Colombia fires 20 army officers in civilian deaths

Bogota, Columbia A three-week probe determined that the officers, including two division and three brigade commanders, permitted soldiers to conspire with criminals in what Uribe called "the murder of innocents."

The biggest shakeup in years for Colombia's U.S.-backed military, Wednesday's purge further complicates Bush administration efforts to force a U.S. congressional vote on a free-trade agreement with Colombia.

U.S. Democrats who have stalled such a vote have cited Colombia's checkered human rights record, which includes the killings of union organizers, the military's past collaboration with far-right militias and the May 2006 slaying of 10 elite anti-drug police by soldiers suspected of working for a drug lord.

The shakeup also comes as prosecutors investigate a rise in alleged army killings of noncombatants with the aim of exaggerating unit performance against leftist rebels.

Armed forces chief Gen. Freddy Padilla read the names of the fired soldiers -- 27, including noncomissioned officers -- at a news conference with Uribe and Defense Minister Juan Manuel Santos. They said the cases would be turned over to civilian prosecutors, but offered no details of alleged crimes.

Gen. Carlos Suarez, who led the probe, did not issue a written report. He informed Uribe and others Tuesday night that the sacked officers had ignored complaints of extra-judicial killings by their units, several people who attended the meeting told The Associated Press.

Uribe ordered the investigation after a public uproar over the deaths of 11 men who disappeared from the poor Bogota suburb of Soacha this year and whose bodies were later found in common graves in a northeastern combat zone.

"Innocent people in urban slums were apparently tricked, abducted and killed" in "a gruesome trafficking in cadavers," said Colombia analyst Adam Isacson of the Washington-based Center for International Policy.

Human rights groups have long condemned a rise in extra-judicial killings that followed Uribe's 2003 peace pact with far-right militias, who had previously committed the bulk of killings of alleged guerrilla sympathizers.

Last month, the AP obtained a report from the chief prosecutor's office that said 803 armed forces members -- including 99 officers -- were under investigation in such killings.

More than 200 extra-judicial killings were reported in 2007, Human Rights Watch investigator Maria McFarland said Wednesday, but "until now, President Uribe has consistently denied the existence of a problem."

Opposition Sen.
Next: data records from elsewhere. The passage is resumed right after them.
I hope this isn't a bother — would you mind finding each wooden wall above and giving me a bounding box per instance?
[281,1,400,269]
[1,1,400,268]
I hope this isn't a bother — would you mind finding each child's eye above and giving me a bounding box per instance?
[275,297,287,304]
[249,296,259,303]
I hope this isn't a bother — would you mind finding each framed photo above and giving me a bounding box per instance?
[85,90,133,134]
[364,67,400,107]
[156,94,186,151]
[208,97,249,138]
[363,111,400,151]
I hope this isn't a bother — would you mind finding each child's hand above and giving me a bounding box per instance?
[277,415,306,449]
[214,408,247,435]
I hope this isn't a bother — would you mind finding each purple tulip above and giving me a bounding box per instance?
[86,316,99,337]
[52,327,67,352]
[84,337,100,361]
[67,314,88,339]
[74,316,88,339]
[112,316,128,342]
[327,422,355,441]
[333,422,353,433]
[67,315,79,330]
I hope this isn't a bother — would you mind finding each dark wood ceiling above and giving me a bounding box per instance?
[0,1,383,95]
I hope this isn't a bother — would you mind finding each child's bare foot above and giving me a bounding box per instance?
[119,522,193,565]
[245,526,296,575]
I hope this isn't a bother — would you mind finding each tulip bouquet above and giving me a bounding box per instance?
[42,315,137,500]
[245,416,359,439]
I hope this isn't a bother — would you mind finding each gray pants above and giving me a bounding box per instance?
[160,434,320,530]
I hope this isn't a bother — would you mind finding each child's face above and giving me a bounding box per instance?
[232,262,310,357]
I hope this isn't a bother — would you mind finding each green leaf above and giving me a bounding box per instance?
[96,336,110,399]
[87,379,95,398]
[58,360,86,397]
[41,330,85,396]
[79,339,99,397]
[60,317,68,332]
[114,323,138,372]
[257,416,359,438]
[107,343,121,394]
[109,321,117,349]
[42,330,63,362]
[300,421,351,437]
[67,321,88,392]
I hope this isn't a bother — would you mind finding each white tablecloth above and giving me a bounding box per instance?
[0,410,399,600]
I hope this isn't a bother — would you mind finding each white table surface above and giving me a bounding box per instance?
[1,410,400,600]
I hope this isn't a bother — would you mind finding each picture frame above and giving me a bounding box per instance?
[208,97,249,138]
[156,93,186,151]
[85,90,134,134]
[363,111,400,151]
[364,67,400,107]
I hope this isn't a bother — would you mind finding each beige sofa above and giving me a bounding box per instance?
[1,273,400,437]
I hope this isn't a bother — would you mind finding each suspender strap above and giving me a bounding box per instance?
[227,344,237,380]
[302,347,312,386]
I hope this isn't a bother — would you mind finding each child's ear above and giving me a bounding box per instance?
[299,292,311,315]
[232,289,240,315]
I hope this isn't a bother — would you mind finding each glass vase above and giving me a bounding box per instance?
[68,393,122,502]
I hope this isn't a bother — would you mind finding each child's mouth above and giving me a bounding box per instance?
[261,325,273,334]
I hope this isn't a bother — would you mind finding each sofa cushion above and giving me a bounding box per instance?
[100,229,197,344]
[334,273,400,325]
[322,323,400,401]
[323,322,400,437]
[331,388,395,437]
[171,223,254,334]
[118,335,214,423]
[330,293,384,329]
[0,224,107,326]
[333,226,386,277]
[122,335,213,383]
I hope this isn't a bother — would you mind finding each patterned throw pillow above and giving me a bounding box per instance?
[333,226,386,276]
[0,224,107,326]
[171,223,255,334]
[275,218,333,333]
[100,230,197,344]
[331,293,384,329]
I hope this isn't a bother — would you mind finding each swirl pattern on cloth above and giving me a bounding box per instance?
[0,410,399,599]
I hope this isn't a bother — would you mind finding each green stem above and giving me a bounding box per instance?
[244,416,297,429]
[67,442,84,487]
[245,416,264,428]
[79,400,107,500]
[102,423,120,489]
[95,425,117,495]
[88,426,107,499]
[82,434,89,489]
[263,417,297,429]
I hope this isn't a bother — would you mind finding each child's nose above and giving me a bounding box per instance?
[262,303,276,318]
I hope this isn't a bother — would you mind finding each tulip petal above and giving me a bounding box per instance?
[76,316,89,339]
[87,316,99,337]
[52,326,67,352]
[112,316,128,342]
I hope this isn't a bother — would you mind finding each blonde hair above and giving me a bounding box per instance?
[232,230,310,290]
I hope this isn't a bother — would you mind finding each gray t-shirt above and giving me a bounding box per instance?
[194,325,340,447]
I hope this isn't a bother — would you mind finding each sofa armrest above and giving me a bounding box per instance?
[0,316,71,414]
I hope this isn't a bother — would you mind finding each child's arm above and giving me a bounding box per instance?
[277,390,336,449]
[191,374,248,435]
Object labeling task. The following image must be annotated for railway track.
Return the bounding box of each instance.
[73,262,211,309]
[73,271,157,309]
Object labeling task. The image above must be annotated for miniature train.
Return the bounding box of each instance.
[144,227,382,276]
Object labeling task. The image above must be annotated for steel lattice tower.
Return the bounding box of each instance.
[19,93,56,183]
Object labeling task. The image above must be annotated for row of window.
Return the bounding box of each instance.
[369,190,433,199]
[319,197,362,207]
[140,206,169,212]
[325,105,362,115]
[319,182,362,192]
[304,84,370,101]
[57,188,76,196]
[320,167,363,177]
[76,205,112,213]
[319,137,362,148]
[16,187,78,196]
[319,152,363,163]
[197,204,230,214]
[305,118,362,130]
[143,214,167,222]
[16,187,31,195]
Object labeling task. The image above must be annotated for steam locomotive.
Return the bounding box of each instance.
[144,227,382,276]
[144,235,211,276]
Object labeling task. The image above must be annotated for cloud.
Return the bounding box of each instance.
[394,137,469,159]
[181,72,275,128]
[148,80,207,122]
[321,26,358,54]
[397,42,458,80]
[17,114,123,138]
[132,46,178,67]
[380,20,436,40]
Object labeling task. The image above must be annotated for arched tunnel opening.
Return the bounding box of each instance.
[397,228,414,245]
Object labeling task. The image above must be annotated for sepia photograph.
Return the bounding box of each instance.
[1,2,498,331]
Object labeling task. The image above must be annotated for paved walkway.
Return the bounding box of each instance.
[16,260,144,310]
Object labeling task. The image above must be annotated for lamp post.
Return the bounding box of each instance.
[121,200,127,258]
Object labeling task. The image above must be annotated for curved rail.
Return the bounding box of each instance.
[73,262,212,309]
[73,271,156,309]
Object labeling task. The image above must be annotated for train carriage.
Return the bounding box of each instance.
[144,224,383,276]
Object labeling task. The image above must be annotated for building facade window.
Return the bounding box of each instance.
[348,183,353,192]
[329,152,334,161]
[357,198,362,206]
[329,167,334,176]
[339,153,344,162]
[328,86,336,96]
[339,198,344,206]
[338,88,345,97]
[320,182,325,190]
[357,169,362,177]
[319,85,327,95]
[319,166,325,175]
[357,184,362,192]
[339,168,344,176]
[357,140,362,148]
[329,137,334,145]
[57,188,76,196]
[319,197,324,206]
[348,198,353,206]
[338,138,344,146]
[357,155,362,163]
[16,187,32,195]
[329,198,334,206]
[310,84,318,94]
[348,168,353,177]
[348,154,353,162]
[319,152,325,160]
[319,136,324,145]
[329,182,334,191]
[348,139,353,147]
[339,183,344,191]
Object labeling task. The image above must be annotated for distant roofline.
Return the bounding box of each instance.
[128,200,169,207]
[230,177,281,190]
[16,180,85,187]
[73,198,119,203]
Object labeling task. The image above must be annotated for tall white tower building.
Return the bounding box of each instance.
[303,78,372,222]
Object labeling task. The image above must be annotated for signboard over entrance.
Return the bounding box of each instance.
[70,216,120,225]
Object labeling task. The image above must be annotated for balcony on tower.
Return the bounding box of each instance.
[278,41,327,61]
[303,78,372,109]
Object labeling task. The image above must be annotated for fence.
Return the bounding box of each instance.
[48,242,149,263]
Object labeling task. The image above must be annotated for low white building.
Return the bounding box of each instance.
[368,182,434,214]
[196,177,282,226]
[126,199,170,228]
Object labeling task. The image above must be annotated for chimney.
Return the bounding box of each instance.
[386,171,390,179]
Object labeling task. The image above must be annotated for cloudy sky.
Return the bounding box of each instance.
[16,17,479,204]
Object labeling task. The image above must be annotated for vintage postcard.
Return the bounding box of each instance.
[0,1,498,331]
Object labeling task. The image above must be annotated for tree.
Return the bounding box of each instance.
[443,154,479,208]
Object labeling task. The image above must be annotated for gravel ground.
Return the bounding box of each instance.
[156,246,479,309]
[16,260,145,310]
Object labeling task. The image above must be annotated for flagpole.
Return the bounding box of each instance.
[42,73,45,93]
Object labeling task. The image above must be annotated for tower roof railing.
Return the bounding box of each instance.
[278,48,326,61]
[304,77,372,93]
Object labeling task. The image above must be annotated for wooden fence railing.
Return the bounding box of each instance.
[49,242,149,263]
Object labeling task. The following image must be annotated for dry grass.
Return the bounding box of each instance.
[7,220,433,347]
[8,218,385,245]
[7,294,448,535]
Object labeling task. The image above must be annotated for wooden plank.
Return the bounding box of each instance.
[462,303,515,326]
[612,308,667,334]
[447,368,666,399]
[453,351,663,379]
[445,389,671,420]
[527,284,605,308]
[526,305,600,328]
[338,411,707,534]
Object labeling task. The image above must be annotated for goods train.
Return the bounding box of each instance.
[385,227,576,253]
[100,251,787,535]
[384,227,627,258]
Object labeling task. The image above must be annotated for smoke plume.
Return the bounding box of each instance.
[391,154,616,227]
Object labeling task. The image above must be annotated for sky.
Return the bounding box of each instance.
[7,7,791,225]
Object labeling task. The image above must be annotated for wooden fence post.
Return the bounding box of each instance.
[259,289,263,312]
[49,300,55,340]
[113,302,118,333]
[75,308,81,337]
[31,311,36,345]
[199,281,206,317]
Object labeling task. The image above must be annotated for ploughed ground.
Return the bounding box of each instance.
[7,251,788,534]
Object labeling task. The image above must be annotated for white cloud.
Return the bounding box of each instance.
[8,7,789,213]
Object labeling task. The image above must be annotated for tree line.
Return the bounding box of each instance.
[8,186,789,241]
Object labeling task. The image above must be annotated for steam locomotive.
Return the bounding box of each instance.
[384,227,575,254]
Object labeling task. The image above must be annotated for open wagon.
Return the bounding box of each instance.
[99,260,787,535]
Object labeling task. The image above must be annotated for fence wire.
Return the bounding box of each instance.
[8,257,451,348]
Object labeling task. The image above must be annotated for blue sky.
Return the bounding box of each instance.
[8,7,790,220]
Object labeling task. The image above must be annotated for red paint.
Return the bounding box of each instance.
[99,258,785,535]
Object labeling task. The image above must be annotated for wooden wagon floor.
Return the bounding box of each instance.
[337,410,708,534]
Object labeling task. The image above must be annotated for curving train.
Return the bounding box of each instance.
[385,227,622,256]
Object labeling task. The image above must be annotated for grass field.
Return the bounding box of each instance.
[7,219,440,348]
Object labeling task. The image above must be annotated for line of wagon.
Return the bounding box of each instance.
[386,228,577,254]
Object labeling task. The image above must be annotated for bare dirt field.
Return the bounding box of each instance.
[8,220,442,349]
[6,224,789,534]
Gustavo Petro said Uribe should have long ago insisted the military change its policy of promoting officers who produced the highest body counts.

"No one is going to resuscitate the hundreds of thousands of citizens assassinated by the state itself," he said.

One of the sacked generals, 30th Brigade commander Paulino Coronado, said after nine of the Soacha men's bodies were found that they died during combat with rebels and right-wing militias.

On Wednesday, he told the AP he never ordered any of his men to commit any crimes: "I didn't order, I didn't know of or allow -- not even by omission -- any illegal activity."